Verschiedene exokrine Erkrankungen der Bauchspeicheldrüse – darunter das Pankreaskarzinom – können einen T3c-Diabetes verursachen. Prof. Dr. med. Ralf Lobmann, Direktor der Klinik für Endokrinologie, Diabetologie und Geriatrie am Katharinenhospital Stuttgart, erläutert im folgenden Beitrag, worauf beim Management des Typ-3c-Diabetes zu achten ist.

Typ-3c-Diabetes mellitus (T3cDM) ist eine besondere Form des Diabetes, die im Zusammenhang mit Erkrankungen des exokrinen Pankreas auftritt; er wird auch als pankreopriver oder pankreatogener Diabetes bezeichnet [1]. Zu den häufigsten Ätiologien für einen Typ-3c-Diabetes mellitus gehören die akute bzw. akut rezidivierende Pankreatitis, die chronische Pankreatitis sowie die cystische Fibrose. Auch das Pankreaskarzinom mit partieller oder totaler Pankreasresektion ist Ursache für einen pankreopriven Diabetes [1–3].

T3cDM häufiger als gedacht

Während ein Typ-3c-Diabetes früher als selten angesehen wurde, weiß man heute, dass die tatsächliche Inzidenz in der allgemeinen Patientenkohorte mit Diabetes mit einem Anteil von 5–10 % viel höher ist als angenommen [4, 5]. Das klinische Bild des T3cDM kann heterogen sein und ist durch unterschiedliche Grade endokriner und exokriner Beeinträchtigungen gekennzeichnet [6]. Studien weisen darauf hin, dass Patienten mit T3cDM einen reduzierten Body- Mass-Index (BMI) haben und keine Merkmale aufweisen, die mit dem metabolischen Syndrom in Zusammenhang stehen [7]. Tabelle 1 vergleicht Merkmale des T3cDM mit denen von Typ-1- und Typ-2- Diabetes.

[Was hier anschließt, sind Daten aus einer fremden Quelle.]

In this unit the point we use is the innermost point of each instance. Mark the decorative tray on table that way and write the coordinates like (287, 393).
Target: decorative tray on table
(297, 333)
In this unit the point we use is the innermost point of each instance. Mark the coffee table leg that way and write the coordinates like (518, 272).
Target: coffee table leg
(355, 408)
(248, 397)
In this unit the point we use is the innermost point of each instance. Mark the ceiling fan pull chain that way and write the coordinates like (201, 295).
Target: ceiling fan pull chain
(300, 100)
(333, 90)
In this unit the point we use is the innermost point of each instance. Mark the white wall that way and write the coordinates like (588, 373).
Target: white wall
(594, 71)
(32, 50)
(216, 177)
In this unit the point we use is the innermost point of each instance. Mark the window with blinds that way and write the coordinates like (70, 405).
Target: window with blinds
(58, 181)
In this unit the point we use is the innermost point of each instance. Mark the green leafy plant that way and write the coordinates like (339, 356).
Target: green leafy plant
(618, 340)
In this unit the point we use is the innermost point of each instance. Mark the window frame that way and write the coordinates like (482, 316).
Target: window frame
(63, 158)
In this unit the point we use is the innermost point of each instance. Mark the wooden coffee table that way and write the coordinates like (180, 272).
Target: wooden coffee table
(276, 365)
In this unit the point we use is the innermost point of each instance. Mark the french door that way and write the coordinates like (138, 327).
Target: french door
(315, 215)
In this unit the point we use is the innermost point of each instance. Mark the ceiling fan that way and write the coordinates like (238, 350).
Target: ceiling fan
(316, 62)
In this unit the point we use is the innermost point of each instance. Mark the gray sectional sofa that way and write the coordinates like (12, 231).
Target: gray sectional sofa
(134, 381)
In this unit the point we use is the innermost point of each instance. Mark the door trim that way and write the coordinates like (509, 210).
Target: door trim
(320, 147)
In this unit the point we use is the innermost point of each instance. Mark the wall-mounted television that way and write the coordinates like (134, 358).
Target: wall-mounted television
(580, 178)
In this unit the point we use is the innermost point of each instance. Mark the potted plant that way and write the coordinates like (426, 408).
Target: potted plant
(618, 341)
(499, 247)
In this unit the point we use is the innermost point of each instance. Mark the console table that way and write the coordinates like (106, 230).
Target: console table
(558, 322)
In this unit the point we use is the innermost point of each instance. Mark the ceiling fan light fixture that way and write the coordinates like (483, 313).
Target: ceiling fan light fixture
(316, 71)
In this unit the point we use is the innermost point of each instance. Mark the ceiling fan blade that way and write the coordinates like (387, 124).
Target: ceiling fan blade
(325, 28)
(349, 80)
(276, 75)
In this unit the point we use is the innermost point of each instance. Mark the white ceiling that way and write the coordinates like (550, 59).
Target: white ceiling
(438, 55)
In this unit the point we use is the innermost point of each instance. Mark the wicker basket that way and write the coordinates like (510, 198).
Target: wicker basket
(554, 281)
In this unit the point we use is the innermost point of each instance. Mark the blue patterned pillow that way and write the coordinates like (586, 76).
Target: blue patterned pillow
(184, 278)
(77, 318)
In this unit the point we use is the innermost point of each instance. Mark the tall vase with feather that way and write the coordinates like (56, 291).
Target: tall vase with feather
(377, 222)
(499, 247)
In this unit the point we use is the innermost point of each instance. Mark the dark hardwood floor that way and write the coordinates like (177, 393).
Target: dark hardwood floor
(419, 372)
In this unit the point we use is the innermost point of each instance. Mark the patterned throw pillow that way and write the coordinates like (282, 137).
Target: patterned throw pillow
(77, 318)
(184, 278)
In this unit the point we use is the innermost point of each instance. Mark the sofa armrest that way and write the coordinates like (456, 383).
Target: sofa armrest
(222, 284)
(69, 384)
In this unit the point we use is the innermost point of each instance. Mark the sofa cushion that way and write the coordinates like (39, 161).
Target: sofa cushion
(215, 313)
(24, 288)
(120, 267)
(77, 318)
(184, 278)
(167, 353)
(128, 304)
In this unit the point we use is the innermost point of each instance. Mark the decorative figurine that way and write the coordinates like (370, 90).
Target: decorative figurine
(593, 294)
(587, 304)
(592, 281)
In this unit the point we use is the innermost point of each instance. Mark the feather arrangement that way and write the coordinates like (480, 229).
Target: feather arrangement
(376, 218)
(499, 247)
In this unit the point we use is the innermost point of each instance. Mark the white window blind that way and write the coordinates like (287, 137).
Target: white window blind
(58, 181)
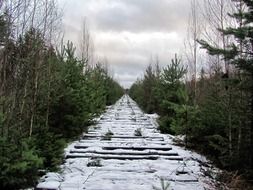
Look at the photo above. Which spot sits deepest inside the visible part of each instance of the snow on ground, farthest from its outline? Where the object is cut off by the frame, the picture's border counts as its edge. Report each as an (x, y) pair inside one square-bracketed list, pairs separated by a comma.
[(124, 161)]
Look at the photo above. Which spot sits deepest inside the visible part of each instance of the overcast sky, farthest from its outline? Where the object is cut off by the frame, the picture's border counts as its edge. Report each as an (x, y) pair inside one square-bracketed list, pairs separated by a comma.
[(129, 32)]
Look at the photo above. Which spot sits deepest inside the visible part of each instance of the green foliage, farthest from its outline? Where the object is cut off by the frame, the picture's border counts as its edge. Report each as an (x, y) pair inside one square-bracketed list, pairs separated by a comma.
[(138, 132), (47, 99)]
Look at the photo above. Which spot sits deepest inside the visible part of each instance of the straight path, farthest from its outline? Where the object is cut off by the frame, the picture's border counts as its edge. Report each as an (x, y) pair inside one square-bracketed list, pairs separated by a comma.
[(125, 151)]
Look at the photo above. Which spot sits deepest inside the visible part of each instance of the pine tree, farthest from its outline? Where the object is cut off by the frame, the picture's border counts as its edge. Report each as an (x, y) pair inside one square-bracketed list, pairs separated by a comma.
[(240, 54)]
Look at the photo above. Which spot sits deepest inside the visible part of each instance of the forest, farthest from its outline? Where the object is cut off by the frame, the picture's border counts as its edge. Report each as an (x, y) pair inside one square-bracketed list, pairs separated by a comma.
[(209, 101), (48, 96), (51, 90)]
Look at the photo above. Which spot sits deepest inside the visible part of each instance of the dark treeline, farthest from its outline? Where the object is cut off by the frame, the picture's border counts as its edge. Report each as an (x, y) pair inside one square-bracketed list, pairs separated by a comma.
[(214, 112), (47, 96)]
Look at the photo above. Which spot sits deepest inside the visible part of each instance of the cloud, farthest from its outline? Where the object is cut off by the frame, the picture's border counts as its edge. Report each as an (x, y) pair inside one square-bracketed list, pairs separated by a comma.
[(129, 32)]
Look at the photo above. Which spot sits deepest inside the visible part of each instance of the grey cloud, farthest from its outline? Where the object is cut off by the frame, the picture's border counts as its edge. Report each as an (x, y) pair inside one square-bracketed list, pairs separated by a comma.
[(144, 15)]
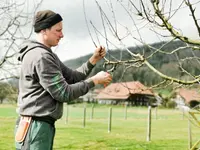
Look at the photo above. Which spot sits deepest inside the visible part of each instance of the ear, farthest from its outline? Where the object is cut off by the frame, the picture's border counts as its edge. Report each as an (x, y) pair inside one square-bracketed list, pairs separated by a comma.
[(43, 31)]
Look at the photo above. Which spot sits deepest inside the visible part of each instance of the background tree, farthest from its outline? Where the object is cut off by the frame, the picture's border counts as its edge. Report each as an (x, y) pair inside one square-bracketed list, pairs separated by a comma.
[(156, 19)]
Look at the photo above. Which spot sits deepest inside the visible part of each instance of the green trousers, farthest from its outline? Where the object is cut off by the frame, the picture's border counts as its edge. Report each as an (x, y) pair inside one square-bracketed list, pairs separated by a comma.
[(40, 136)]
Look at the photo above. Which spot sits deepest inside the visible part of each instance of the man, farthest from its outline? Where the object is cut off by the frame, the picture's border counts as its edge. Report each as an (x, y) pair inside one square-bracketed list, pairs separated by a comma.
[(45, 83)]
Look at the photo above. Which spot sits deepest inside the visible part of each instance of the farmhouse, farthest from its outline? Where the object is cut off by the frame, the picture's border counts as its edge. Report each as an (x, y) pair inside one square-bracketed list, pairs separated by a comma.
[(131, 93)]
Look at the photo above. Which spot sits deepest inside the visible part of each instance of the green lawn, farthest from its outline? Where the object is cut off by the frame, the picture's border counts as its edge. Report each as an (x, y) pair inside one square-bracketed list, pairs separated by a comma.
[(169, 130)]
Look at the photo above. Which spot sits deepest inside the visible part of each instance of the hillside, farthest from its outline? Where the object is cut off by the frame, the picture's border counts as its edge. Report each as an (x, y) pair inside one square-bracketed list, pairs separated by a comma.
[(165, 63)]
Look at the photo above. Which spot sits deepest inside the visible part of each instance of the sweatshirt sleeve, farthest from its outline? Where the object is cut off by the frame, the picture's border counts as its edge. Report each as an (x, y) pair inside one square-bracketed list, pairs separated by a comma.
[(73, 76), (52, 80)]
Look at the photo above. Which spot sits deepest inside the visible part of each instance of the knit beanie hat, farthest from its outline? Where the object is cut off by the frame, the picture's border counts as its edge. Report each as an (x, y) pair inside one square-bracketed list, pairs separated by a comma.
[(45, 19)]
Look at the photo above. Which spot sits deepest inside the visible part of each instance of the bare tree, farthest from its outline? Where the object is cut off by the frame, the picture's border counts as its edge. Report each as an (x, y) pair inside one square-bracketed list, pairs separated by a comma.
[(157, 21), (16, 18)]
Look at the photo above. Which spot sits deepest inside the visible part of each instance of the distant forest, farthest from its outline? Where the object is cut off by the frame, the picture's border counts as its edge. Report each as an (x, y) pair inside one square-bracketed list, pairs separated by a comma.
[(167, 64)]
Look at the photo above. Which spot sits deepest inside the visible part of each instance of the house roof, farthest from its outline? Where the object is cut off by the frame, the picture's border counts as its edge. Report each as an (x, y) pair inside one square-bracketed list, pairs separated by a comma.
[(189, 94), (123, 90)]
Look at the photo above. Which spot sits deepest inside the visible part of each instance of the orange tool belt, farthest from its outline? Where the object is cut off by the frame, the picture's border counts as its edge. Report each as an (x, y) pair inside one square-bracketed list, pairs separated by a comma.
[(23, 127)]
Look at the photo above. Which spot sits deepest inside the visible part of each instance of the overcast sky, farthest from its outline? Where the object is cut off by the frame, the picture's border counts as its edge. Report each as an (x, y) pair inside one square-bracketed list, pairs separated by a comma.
[(77, 42)]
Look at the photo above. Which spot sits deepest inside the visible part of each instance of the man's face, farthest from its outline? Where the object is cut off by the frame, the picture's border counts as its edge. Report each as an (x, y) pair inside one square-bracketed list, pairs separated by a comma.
[(54, 34)]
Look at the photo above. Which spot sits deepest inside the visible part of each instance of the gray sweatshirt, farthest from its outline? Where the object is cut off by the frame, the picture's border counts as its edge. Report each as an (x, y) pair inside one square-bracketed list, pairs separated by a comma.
[(46, 83)]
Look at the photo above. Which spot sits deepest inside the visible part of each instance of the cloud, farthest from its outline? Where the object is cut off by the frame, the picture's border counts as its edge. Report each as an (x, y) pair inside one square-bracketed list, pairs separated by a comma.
[(77, 41)]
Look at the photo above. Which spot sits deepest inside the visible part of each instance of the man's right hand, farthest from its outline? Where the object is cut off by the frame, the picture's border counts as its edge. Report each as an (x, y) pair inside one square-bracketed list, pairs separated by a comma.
[(102, 77)]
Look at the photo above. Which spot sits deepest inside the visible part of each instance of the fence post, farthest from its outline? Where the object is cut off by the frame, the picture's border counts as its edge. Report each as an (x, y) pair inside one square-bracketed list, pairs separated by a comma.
[(66, 114), (109, 119), (156, 112), (84, 116), (149, 125), (92, 112), (125, 112)]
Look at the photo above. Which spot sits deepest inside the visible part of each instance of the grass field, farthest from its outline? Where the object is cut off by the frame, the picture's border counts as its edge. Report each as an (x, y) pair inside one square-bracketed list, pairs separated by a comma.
[(169, 130)]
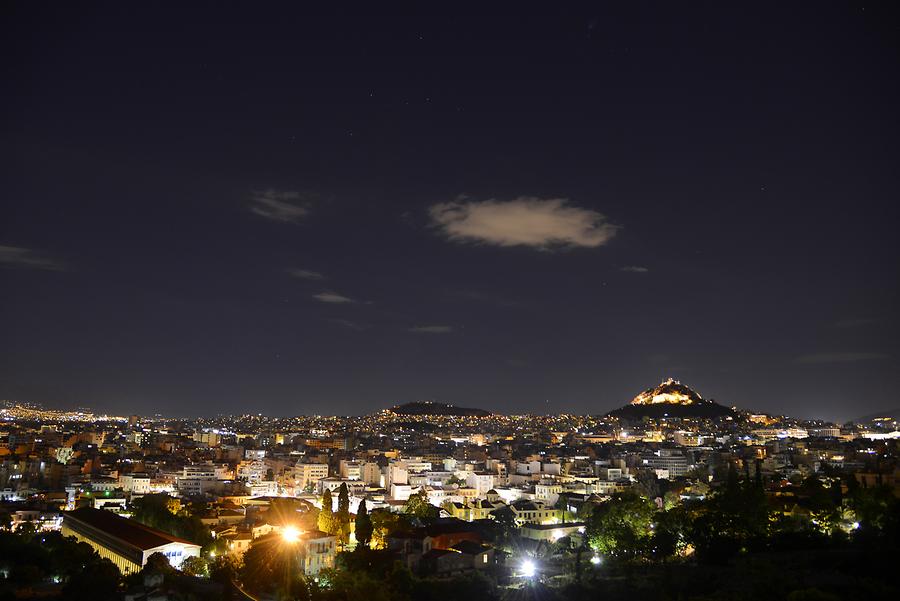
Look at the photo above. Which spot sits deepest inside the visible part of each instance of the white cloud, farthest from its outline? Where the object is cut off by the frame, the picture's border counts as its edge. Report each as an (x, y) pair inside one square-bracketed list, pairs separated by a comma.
[(524, 221), (17, 256), (278, 205), (431, 329), (333, 297), (305, 274), (816, 358)]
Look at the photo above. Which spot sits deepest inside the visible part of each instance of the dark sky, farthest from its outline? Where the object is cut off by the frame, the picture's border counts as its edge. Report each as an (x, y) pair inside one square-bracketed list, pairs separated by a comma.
[(233, 209)]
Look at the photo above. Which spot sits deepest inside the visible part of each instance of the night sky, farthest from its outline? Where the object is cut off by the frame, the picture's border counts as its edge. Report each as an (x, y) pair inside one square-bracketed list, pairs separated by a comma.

Nach totaler Resektion oft starke Glukoseschwankungen

Die vollständige Resektion der Bauchspeicheldrüse und der damit verbundene Inselverlust führen postoperativ zu einem insulinabhängigen Diabetes. Patienten mit T3cDM leiden im Gegensatz zum klassischen Typ-1- und Typ-2-Diabetes an einer milden Glukoseintoleranz, die oft zu einem labilen Diabetes fortschreitet. Dieser kann schwierig zu handhaben sein [8] und ist aufgrund des gleichzeitigen Verlusts von Glukagon, das in den Alpha-Zellen gebildet wird, durch Glukoseschwankungen mit Hyperund Hypoglykämien gekennzeichnet [9]. Für die partielle Pankreatektomie wird eine exokrine bzw. endokrine Dysfunktion mit Raten von bis zu 35 % bzw. 40 % dokumentiert [10]. Eine vorbestehende Hyperglykämie, ein erhöhter HbA1c-Wert, höheres Alter, weibliches Geschlecht und Adipositas sind anerkannte präoperative Faktoren, die die Entwicklung eines T3cDM nach partieller Pankreatektomie beeinflussen [11].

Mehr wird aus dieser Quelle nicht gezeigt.